Benefits for ag in Badgerys Creek airport
THE National Farmers’ Federation welcomes construction of a second Sydney airport. Australian agriculture is export dependent and our sector needs efficient, reliable pathways to deliver our farm produce to market. Air freight has a role to play in this.
Australian farmers need to minimise costs of production and increase efficiency – wherever possible. Infrastructure Australia says logistics amount to as much as 48.5 per cent of farm-gate costs.
A more efficient supply chain (from farm to international market in less than a day) means lower storage costs, less handling time and ultimately better farm gate returns. For example, a dedicated Cathay Pacific freight service from Toowoomba, Queensland, now delivers Queensland fruit, veggies, and chilled meat direct to Hong Kong.

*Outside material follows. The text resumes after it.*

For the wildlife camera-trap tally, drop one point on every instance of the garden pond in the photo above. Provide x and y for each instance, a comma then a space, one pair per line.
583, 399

A new 24-hour Sydney airport spells new, efficient avenues to market for Aussie perishables. It’s entirely feasible produce could be in market within 20 hours of leaving the farm.
When contemplating the new Badgery’s Creek airport, our member body, NSW Farmers, is working with NSW industry and government stakeholders to promote creation of an advanced agricultural precinct linked to the transport hub. Such a precinct would ensure a new era for food and fibre value adding, that leverages new technology across automation, energy and water efficiency, cold chain logistics, freight and advanced manufacturing.
It’s clear for agriculture the sky is the limit when it comes to enhanced international air freight services via a second Sydney airport. But, and there is a big but, a new state-of-the-art, all-day, all-night airport will be next to useless if the connections don’t exist and a damaging curfew is imposed.
To realise benefits for agriculture and our regions there must be a rail line connecting the regions to the airport. Free flowing, adequate arterial roads must also be developed. This doesn’t mean we don’t need more investment in regional and rural roads and rail to get high quality food and fibre from the farm-gate to current and new ports – it is all part of an efficient supply chain.
FIONA SIMSON,
National Farmers’ Federation president.